两人吃饱喝足,各回各家。
唐念玄回到公寓时,黑衣鬼已不见踪影,他面对着空荡荡的客厅,悬着的心稍稍放下,可又隐约感觉自己忘记了什么。
昨夜没休息好,他倒头便睡。睡梦中,他恍然梦见一座覆着白雪的古寺,调笑声在耳畔响起。“老唐问考试,人家却算他姻缘哈哈哈,桃花儿也能当学分了。”
唐念玄扭头去找声音来源,却只见四周空落、并无一人。
雪又下了起来,带着凛冽的寒风,林木萧萧作响。他有些冷,下意识裹紧了身上的衣服。
“不要……什么桃花……雪花……我……不要。”他冒着风雪试图寻找离开的路,心想这是哪家的寺院,种这么大一片林子,也不怕人迷失了。
有声音从远处隐隐传来,他下意识循着声音的方向走,近了些,渐渐从那杂糅的动静里辨出了内容:沙哑的哭泣声、可怕的争吵声、还有人打作一团的碰撞声。
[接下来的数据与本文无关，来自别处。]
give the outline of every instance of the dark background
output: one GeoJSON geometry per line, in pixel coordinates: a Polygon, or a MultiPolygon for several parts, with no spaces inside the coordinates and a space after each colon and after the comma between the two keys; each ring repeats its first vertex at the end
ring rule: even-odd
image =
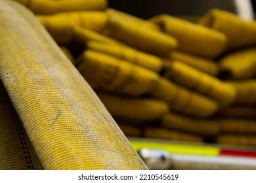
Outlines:
{"type": "MultiPolygon", "coordinates": [[[[256,0],[251,1],[255,10],[256,0]]],[[[201,16],[211,8],[236,12],[232,0],[108,0],[108,3],[111,8],[144,19],[163,13],[201,16]]]]}

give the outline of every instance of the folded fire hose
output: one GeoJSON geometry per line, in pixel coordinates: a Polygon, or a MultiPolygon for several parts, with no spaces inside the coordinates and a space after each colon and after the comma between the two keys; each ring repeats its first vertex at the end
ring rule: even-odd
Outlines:
{"type": "Polygon", "coordinates": [[[0,169],[148,169],[32,12],[1,0],[0,27],[0,169]]]}

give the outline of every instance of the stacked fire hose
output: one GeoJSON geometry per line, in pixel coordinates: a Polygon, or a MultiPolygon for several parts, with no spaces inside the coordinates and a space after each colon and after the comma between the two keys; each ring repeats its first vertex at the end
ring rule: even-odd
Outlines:
{"type": "Polygon", "coordinates": [[[1,143],[22,165],[146,169],[121,131],[256,144],[255,22],[217,9],[190,22],[142,20],[104,0],[14,1],[23,7],[0,6],[1,119],[14,123],[2,122],[1,143]]]}

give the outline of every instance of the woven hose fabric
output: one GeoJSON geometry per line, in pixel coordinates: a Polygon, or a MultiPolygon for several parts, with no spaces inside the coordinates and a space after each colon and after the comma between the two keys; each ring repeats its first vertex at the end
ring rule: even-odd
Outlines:
{"type": "MultiPolygon", "coordinates": [[[[44,169],[147,169],[32,12],[1,0],[0,27],[0,78],[44,169]]],[[[8,143],[18,143],[13,136],[3,137],[8,143]]],[[[12,169],[23,169],[15,166],[12,169]]]]}

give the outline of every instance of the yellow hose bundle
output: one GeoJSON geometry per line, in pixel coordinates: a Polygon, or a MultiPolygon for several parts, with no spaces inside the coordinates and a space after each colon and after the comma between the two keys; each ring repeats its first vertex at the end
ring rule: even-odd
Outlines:
{"type": "Polygon", "coordinates": [[[160,73],[162,69],[163,61],[160,58],[132,48],[98,41],[89,41],[87,46],[87,48],[91,50],[127,61],[155,73],[160,73]]]}
{"type": "Polygon", "coordinates": [[[212,9],[198,23],[225,34],[228,50],[256,45],[255,22],[244,20],[227,11],[212,9]]]}
{"type": "Polygon", "coordinates": [[[255,105],[236,105],[218,113],[221,118],[256,119],[255,105]]]}
{"type": "Polygon", "coordinates": [[[161,125],[171,129],[211,137],[217,135],[220,129],[216,121],[188,118],[174,113],[165,115],[161,119],[161,125]]]}
{"type": "Polygon", "coordinates": [[[129,22],[131,24],[138,25],[139,26],[144,26],[145,29],[150,28],[155,30],[159,30],[160,29],[158,25],[149,21],[146,21],[139,17],[121,11],[119,11],[114,8],[107,8],[106,12],[111,16],[117,16],[123,19],[123,21],[129,22]]]}
{"type": "Polygon", "coordinates": [[[225,35],[214,29],[167,14],[158,15],[149,20],[175,37],[179,42],[177,49],[182,52],[215,58],[226,49],[225,35]]]}
{"type": "Polygon", "coordinates": [[[167,56],[178,44],[176,39],[171,36],[136,24],[131,24],[114,16],[110,16],[102,34],[141,51],[163,56],[167,56]]]}
{"type": "Polygon", "coordinates": [[[235,101],[236,91],[231,84],[180,61],[174,61],[170,65],[165,77],[215,99],[220,108],[226,108],[235,101]]]}
{"type": "Polygon", "coordinates": [[[154,72],[95,51],[85,51],[79,59],[78,71],[95,90],[140,95],[152,91],[159,80],[154,72]]]}
{"type": "Polygon", "coordinates": [[[54,21],[49,20],[47,22],[41,22],[48,33],[58,44],[68,45],[74,35],[74,24],[66,20],[54,21]]]}
{"type": "Polygon", "coordinates": [[[229,81],[237,91],[236,101],[256,104],[256,80],[229,81]]]}
{"type": "Polygon", "coordinates": [[[165,101],[171,109],[200,117],[209,116],[219,108],[217,102],[190,91],[166,78],[160,80],[151,95],[165,101]]]}
{"type": "Polygon", "coordinates": [[[60,12],[102,10],[108,7],[106,0],[14,0],[35,14],[52,14],[60,12]]]}
{"type": "Polygon", "coordinates": [[[72,54],[70,53],[70,50],[65,46],[60,46],[62,52],[65,54],[65,56],[70,60],[70,61],[74,64],[75,64],[75,59],[74,58],[72,54]]]}
{"type": "Polygon", "coordinates": [[[160,139],[171,141],[202,142],[203,138],[200,135],[170,130],[163,127],[146,127],[144,129],[144,137],[150,139],[160,139]]]}
{"type": "Polygon", "coordinates": [[[147,169],[33,14],[6,0],[0,11],[0,78],[44,169],[147,169]]]}
{"type": "Polygon", "coordinates": [[[178,51],[170,52],[167,58],[173,60],[179,60],[200,71],[212,76],[217,76],[219,74],[219,69],[218,64],[209,59],[203,58],[178,51]]]}
{"type": "Polygon", "coordinates": [[[106,12],[100,11],[79,11],[61,12],[53,15],[37,15],[37,18],[45,27],[49,24],[60,24],[61,22],[68,22],[74,26],[80,26],[100,33],[106,25],[108,16],[106,12]]]}
{"type": "MultiPolygon", "coordinates": [[[[256,33],[256,31],[255,31],[256,33]]],[[[256,76],[256,48],[230,54],[219,61],[220,74],[224,78],[246,79],[256,76]]]]}
{"type": "Polygon", "coordinates": [[[153,121],[169,111],[168,105],[153,99],[128,98],[97,93],[114,118],[129,120],[153,121]]]}

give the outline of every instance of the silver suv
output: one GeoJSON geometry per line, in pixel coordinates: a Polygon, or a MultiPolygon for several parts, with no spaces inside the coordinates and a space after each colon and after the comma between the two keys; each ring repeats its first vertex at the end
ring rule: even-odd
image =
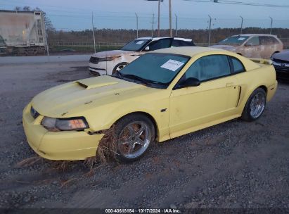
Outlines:
{"type": "Polygon", "coordinates": [[[127,43],[120,50],[94,54],[89,59],[89,70],[92,75],[110,75],[149,51],[184,46],[195,45],[191,39],[177,37],[138,38],[127,43]]]}

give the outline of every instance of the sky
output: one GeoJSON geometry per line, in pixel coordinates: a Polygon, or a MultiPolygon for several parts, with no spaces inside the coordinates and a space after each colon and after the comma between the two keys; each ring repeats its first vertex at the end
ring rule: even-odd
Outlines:
{"type": "MultiPolygon", "coordinates": [[[[202,0],[204,1],[210,0],[202,0]]],[[[231,0],[233,1],[233,0],[231,0]]],[[[178,29],[207,29],[209,17],[212,27],[269,27],[272,17],[274,27],[289,28],[289,0],[234,0],[257,4],[288,5],[288,7],[264,7],[172,0],[172,27],[177,16],[178,29]]],[[[101,28],[136,29],[136,13],[139,29],[158,26],[158,1],[146,0],[0,0],[0,10],[13,10],[15,6],[39,7],[46,13],[57,30],[81,30],[94,27],[101,28]]],[[[160,28],[169,28],[169,0],[161,3],[160,28]]]]}

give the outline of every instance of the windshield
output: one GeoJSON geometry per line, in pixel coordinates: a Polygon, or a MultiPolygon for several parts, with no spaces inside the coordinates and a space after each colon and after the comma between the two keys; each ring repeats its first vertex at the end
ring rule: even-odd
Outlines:
{"type": "Polygon", "coordinates": [[[119,72],[120,76],[166,88],[189,58],[172,54],[146,54],[122,68],[119,72]]]}
{"type": "Polygon", "coordinates": [[[240,45],[246,41],[249,37],[236,36],[226,38],[218,43],[218,44],[240,45]]]}
{"type": "Polygon", "coordinates": [[[124,45],[121,50],[130,51],[140,51],[146,44],[150,41],[150,39],[135,39],[124,45]]]}

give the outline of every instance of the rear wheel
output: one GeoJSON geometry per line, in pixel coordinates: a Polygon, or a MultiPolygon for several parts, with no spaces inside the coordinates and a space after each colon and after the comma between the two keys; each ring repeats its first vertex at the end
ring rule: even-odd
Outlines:
{"type": "Polygon", "coordinates": [[[265,109],[266,97],[266,92],[263,89],[258,88],[255,90],[247,101],[241,118],[246,121],[258,119],[265,109]]]}
{"type": "Polygon", "coordinates": [[[155,139],[152,121],[142,114],[131,114],[120,119],[115,126],[117,158],[124,162],[139,159],[155,139]]]}
{"type": "Polygon", "coordinates": [[[116,73],[117,72],[119,72],[120,70],[124,68],[127,64],[128,63],[124,62],[124,63],[120,63],[116,65],[115,67],[113,70],[113,75],[116,73]]]}

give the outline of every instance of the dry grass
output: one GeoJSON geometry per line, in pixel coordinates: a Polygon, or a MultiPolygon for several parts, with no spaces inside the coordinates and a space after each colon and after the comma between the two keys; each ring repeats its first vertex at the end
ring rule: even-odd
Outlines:
{"type": "Polygon", "coordinates": [[[42,158],[39,156],[34,156],[31,158],[28,158],[21,160],[20,162],[16,163],[15,165],[16,168],[22,168],[22,167],[27,167],[37,163],[38,161],[42,160],[42,158]]]}
{"type": "MultiPolygon", "coordinates": [[[[116,146],[116,136],[114,134],[114,127],[106,130],[103,132],[103,137],[99,142],[96,156],[87,158],[83,161],[83,165],[89,168],[89,171],[82,175],[84,177],[92,177],[96,172],[96,169],[106,164],[110,160],[115,159],[115,155],[117,154],[116,146]]],[[[34,156],[26,158],[15,165],[17,168],[31,166],[41,160],[44,166],[49,167],[51,170],[56,171],[65,172],[71,169],[72,165],[77,165],[77,161],[70,160],[49,160],[42,158],[40,156],[34,156]]],[[[72,182],[80,178],[72,178],[61,182],[61,187],[69,186],[72,182]]]]}
{"type": "Polygon", "coordinates": [[[90,159],[87,163],[107,163],[110,160],[115,160],[117,153],[116,141],[115,134],[115,127],[112,126],[109,130],[103,131],[104,136],[99,142],[96,157],[93,161],[90,159]]]}

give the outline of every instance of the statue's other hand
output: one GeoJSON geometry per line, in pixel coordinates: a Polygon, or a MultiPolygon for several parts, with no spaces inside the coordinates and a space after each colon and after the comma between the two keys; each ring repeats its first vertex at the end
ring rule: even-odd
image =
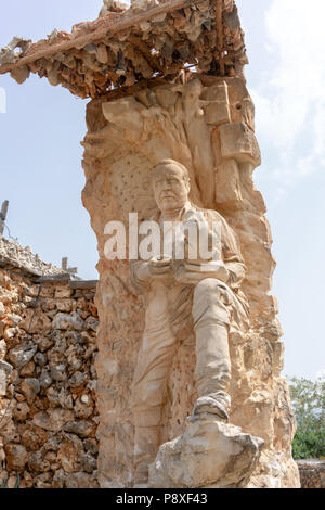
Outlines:
{"type": "Polygon", "coordinates": [[[202,264],[187,262],[177,276],[177,281],[180,283],[195,284],[206,278],[216,278],[226,282],[229,279],[229,271],[221,260],[202,264]]]}
{"type": "Polygon", "coordinates": [[[173,276],[172,259],[170,257],[152,258],[147,262],[148,271],[153,279],[170,280],[173,276]]]}

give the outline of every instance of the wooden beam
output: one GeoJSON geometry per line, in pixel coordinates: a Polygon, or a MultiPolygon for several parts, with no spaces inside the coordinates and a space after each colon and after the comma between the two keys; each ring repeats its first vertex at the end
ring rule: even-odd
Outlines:
{"type": "Polygon", "coordinates": [[[165,0],[159,5],[140,13],[134,14],[130,11],[126,11],[119,15],[119,18],[114,16],[112,20],[109,18],[109,15],[107,15],[107,20],[105,20],[105,17],[101,17],[93,22],[94,26],[99,25],[99,28],[91,34],[86,34],[84,36],[79,36],[75,39],[57,42],[51,46],[48,44],[43,50],[36,51],[32,54],[27,54],[14,64],[4,64],[0,66],[0,74],[8,73],[12,69],[21,67],[22,65],[30,64],[39,59],[48,59],[62,51],[67,51],[76,47],[82,48],[90,42],[100,41],[103,38],[110,38],[119,31],[126,30],[127,28],[138,25],[139,23],[146,22],[155,16],[158,16],[159,14],[191,7],[192,4],[200,3],[202,1],[204,0],[165,0]]]}
{"type": "Polygon", "coordinates": [[[218,51],[218,62],[220,65],[220,74],[224,76],[225,66],[224,66],[224,55],[223,55],[223,23],[222,23],[222,12],[223,12],[223,0],[217,0],[216,5],[216,17],[217,17],[217,51],[218,51]]]}
{"type": "Polygon", "coordinates": [[[0,213],[0,238],[3,235],[4,222],[5,222],[5,219],[6,219],[8,207],[9,207],[9,202],[8,202],[8,200],[5,200],[2,203],[1,213],[0,213]]]}

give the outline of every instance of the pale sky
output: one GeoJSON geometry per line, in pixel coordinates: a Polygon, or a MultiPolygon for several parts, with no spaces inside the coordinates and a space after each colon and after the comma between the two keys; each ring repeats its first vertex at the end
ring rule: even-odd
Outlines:
{"type": "MultiPolygon", "coordinates": [[[[13,36],[37,41],[54,28],[93,20],[102,0],[2,2],[0,47],[13,36]]],[[[286,346],[284,374],[325,373],[322,327],[325,275],[324,0],[237,0],[250,65],[247,85],[257,109],[262,165],[257,188],[268,205],[277,260],[286,346]]],[[[96,279],[96,240],[80,194],[87,101],[35,75],[22,86],[0,76],[0,203],[8,199],[11,234],[41,258],[63,256],[84,279],[96,279]]]]}

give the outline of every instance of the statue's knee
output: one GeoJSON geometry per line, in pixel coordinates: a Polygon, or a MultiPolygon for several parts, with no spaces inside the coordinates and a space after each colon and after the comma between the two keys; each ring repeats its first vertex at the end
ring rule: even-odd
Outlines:
{"type": "Polygon", "coordinates": [[[205,278],[195,286],[194,291],[194,301],[200,302],[202,299],[207,299],[216,302],[216,298],[220,295],[218,280],[214,278],[205,278]]]}
{"type": "Polygon", "coordinates": [[[230,326],[230,311],[224,304],[220,283],[214,278],[202,280],[195,288],[192,315],[194,326],[230,326]]]}

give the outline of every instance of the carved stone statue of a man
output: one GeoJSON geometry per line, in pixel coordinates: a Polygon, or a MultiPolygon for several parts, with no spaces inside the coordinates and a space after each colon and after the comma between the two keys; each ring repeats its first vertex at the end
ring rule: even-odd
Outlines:
{"type": "MultiPolygon", "coordinates": [[[[216,211],[202,209],[188,201],[187,169],[173,160],[161,161],[153,170],[157,203],[155,221],[179,225],[199,222],[212,229],[220,222],[220,259],[176,260],[164,256],[131,264],[131,283],[144,295],[145,330],[132,387],[135,424],[135,482],[145,486],[148,464],[160,446],[161,411],[168,398],[168,378],[180,342],[195,332],[198,399],[193,417],[213,413],[229,419],[231,360],[229,330],[247,323],[247,304],[239,291],[245,266],[235,234],[216,211]]],[[[170,225],[170,224],[169,224],[170,225]]]]}

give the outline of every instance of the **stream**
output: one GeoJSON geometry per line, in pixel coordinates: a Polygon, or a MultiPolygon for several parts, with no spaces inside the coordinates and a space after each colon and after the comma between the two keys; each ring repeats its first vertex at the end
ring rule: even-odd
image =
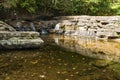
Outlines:
{"type": "Polygon", "coordinates": [[[40,37],[39,49],[0,51],[0,80],[120,80],[120,43],[40,37]]]}

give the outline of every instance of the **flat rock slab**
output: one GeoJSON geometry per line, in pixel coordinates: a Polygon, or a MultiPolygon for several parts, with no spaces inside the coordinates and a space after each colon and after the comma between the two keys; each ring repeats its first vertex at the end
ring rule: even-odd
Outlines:
{"type": "Polygon", "coordinates": [[[39,48],[42,43],[38,32],[0,31],[0,49],[39,48]]]}
{"type": "Polygon", "coordinates": [[[0,31],[0,39],[9,39],[12,37],[37,38],[39,37],[39,33],[34,31],[0,31]]]}
{"type": "Polygon", "coordinates": [[[39,48],[42,43],[43,40],[41,38],[36,39],[11,38],[8,40],[0,40],[0,49],[39,48]]]}

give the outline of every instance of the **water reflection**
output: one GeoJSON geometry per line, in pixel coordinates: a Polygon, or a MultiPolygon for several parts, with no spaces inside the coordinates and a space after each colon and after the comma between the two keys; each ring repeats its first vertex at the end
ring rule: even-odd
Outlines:
{"type": "Polygon", "coordinates": [[[52,35],[55,42],[64,48],[79,54],[120,62],[120,43],[113,41],[98,41],[94,38],[52,35]]]}

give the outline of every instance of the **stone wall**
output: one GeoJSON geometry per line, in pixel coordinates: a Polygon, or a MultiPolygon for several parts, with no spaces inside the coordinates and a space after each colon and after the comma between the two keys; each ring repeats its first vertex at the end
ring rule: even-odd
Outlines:
{"type": "Polygon", "coordinates": [[[13,27],[0,21],[0,50],[39,48],[43,40],[35,31],[16,31],[13,27]]]}
{"type": "Polygon", "coordinates": [[[117,37],[120,32],[120,16],[64,16],[60,19],[60,30],[65,35],[117,37]]]}

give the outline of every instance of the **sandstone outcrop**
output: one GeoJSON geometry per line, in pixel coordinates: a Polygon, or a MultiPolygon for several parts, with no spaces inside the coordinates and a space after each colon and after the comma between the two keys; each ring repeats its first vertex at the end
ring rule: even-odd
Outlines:
{"type": "Polygon", "coordinates": [[[68,16],[61,17],[58,32],[65,35],[97,38],[116,38],[120,31],[120,16],[68,16]]]}
{"type": "Polygon", "coordinates": [[[4,22],[0,27],[0,49],[39,48],[43,43],[38,32],[16,31],[4,22]]]}

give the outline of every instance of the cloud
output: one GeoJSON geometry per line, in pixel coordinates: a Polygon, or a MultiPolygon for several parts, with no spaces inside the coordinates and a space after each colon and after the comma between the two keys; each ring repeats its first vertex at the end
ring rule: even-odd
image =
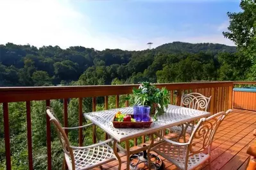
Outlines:
{"type": "MultiPolygon", "coordinates": [[[[97,50],[121,49],[142,50],[146,43],[153,47],[173,41],[191,43],[212,42],[234,45],[223,35],[195,36],[174,31],[171,37],[128,36],[94,32],[90,18],[76,10],[68,0],[0,1],[0,44],[12,42],[37,46],[58,45],[62,48],[81,45],[97,50]],[[183,35],[183,36],[182,36],[183,35]]],[[[218,29],[224,27],[219,26],[218,29]]]]}

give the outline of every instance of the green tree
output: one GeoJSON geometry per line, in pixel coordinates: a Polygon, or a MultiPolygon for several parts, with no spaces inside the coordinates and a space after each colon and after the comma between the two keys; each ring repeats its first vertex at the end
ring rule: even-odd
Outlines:
{"type": "Polygon", "coordinates": [[[229,31],[223,32],[225,37],[233,41],[244,54],[255,60],[256,1],[242,0],[243,12],[228,12],[230,18],[229,31]]]}
{"type": "Polygon", "coordinates": [[[44,71],[35,71],[33,73],[31,78],[35,86],[47,86],[51,83],[51,79],[49,77],[49,74],[44,71]]]}

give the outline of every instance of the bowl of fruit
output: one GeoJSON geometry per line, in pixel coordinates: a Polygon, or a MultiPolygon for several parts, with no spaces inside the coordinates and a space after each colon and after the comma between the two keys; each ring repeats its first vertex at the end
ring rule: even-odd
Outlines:
{"type": "Polygon", "coordinates": [[[114,117],[113,126],[115,128],[147,128],[152,122],[151,118],[148,121],[136,121],[133,114],[118,111],[114,117]]]}

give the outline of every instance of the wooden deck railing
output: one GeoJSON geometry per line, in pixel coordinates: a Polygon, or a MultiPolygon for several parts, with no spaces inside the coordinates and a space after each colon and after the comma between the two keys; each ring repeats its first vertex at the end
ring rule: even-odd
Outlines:
{"type": "MultiPolygon", "coordinates": [[[[171,83],[158,84],[158,88],[166,87],[170,91],[170,103],[179,105],[181,95],[183,93],[198,92],[206,97],[212,96],[210,111],[214,114],[222,111],[226,111],[232,107],[233,82],[191,82],[191,83],[171,83]]],[[[79,125],[83,123],[82,99],[86,97],[92,98],[92,111],[96,110],[96,98],[105,97],[105,109],[108,109],[108,96],[115,96],[115,107],[119,107],[119,95],[130,94],[133,88],[138,85],[116,85],[116,86],[58,86],[58,87],[22,87],[22,88],[0,88],[0,104],[3,103],[4,143],[6,151],[6,166],[7,169],[11,169],[11,150],[10,143],[9,111],[8,103],[26,102],[28,152],[29,160],[29,169],[33,169],[32,162],[32,137],[31,125],[30,104],[34,100],[44,100],[47,106],[50,106],[50,100],[64,99],[64,125],[67,126],[67,100],[78,98],[79,125]]],[[[125,103],[128,106],[128,102],[125,103]]],[[[47,149],[48,169],[51,169],[51,128],[49,120],[46,117],[46,135],[47,149]]],[[[79,145],[82,144],[82,131],[78,134],[79,145]]],[[[107,135],[106,135],[107,137],[107,135]]],[[[93,141],[96,141],[93,135],[93,141]]],[[[134,141],[137,144],[137,141],[134,141]]]]}

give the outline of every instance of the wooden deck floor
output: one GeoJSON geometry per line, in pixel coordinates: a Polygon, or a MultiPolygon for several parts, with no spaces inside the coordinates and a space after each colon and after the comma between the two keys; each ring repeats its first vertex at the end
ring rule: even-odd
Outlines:
{"type": "MultiPolygon", "coordinates": [[[[248,144],[255,143],[253,131],[256,128],[256,112],[233,109],[222,122],[212,143],[210,169],[209,164],[197,169],[231,170],[246,169],[249,158],[246,151],[248,144]]],[[[126,169],[126,155],[121,157],[122,170],[126,169]]],[[[162,158],[163,169],[178,169],[175,165],[162,158]]],[[[117,169],[115,160],[103,166],[103,169],[117,169]]]]}

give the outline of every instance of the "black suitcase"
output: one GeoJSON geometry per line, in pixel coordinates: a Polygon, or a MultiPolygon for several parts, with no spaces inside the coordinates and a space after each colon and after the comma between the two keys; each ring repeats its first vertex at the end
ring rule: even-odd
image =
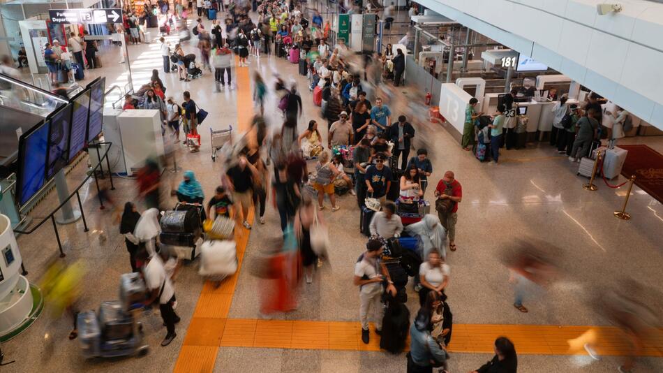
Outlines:
{"type": "Polygon", "coordinates": [[[172,246],[186,246],[193,247],[195,245],[197,235],[193,233],[169,233],[162,232],[159,235],[159,240],[163,244],[172,246]]]}
{"type": "Polygon", "coordinates": [[[306,59],[299,59],[299,75],[306,76],[308,74],[308,64],[306,63],[306,59]]]}
{"type": "Polygon", "coordinates": [[[159,221],[161,231],[167,233],[193,233],[200,226],[198,210],[166,211],[159,221]]]}
{"type": "Polygon", "coordinates": [[[375,213],[375,211],[366,206],[362,206],[362,210],[359,211],[359,232],[364,233],[366,237],[371,237],[371,229],[369,227],[371,226],[371,220],[373,219],[373,215],[375,213]]]}

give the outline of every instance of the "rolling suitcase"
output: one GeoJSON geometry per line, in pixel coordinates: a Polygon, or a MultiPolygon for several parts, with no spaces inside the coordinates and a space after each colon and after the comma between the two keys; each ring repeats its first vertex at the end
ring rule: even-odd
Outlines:
{"type": "Polygon", "coordinates": [[[159,235],[159,240],[164,244],[193,247],[195,246],[196,236],[193,233],[162,232],[159,235]]]}
{"type": "Polygon", "coordinates": [[[159,222],[161,231],[167,233],[193,233],[200,228],[198,209],[166,211],[159,222]]]}
{"type": "Polygon", "coordinates": [[[99,326],[104,340],[126,339],[133,332],[133,321],[124,313],[118,300],[104,302],[99,306],[99,326]]]}
{"type": "Polygon", "coordinates": [[[322,105],[322,89],[319,86],[315,86],[313,89],[313,104],[316,106],[322,105]]]}
{"type": "Polygon", "coordinates": [[[626,161],[628,152],[620,148],[613,147],[606,150],[603,159],[603,176],[606,179],[614,179],[622,173],[622,167],[626,161]]]}
{"type": "Polygon", "coordinates": [[[84,311],[76,318],[76,328],[78,329],[78,344],[86,358],[99,356],[99,345],[101,342],[101,329],[94,311],[84,311]]]}
{"type": "Polygon", "coordinates": [[[594,160],[591,158],[583,157],[580,159],[580,166],[578,166],[578,175],[585,177],[591,177],[594,170],[594,160]]]}
{"type": "Polygon", "coordinates": [[[366,206],[362,206],[362,210],[359,211],[359,232],[366,237],[371,237],[371,220],[373,219],[373,215],[375,213],[375,211],[366,206]]]}
{"type": "Polygon", "coordinates": [[[124,273],[120,276],[120,303],[122,309],[129,312],[141,308],[147,300],[145,282],[138,273],[124,273]]]}

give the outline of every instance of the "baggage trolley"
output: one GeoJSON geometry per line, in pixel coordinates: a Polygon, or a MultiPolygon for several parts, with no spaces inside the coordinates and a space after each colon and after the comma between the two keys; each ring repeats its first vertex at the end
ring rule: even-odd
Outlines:
{"type": "Polygon", "coordinates": [[[211,160],[216,161],[216,152],[223,147],[226,142],[232,140],[232,126],[229,126],[228,129],[221,129],[214,131],[209,127],[209,137],[211,139],[211,160]]]}

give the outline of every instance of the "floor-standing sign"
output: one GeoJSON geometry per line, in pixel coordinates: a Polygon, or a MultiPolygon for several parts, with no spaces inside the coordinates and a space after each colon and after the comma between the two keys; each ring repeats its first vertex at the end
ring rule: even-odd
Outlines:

脚步顿住,他不知该不该继续往那方向走,一时站在原地发愣。
可他还能去哪里呢?
眼看雪越积越厚,天越来越冷,林子里越来越阴,他忍不住打个寒噤,居然就这么睁开眼睛醒了。
梦中的画面还在他眼前徘徊。迷离几秒,他猛地记起一件重要的事——
明天要去心缘寺!
只去一天,他简单收拾背包,预约了进寺门票,然后打开电脑开始逛论坛。
这两天他有点上瘾,看着里面各种骇人的怪事,心头反而涌起一丝诡异的慰藉。毕竟和网上这些牛鬼蛇神相比,自己的处境似乎也不算很惨。
本以为黑衣鬼只会在自己入睡后现身、例行公事,可今晚当那席黑衣出现在卧室时,床头的闹钟才指向八点。
乌黑的长发垂在他脸上,有点痒,唐念玄抬手拨开。
“等一下。”他伸手去够抽屉,摸出一包发圈,粉色的,上面还缀着爱心月亮星星各种装饰。
“头发披着有些碍事,不如扎起来……大、大人。”
他还没碰到对方发丝,便骤然撞见那双翻涌的寒意的黑眸,动作瞬间僵住,冒出一身冷汗,慌忙结结巴巴地补上一声尊称,试图平息怒火。
可已经晚了。
灯瞬间熄灭,黑暗中,他感到脖子被冰冷的发丝层层缠绕,越收越紧,转眼已不能呼吸。胸口憋胀刺痛,他下意识抬手去扯,可双手被两只冰冷的手,一左一右死死禁锢在椅子扶手上,挣扎不开。
他头脑一阵眩晕,感觉随时要失去意识——
灯忽地一闪,重新亮起,咽喉处夺命的压迫感随之消失。他瘫在椅子上大口喘息,模糊的余光里,那只厉鬼不知何时坐到了床边,正冷冷看着他。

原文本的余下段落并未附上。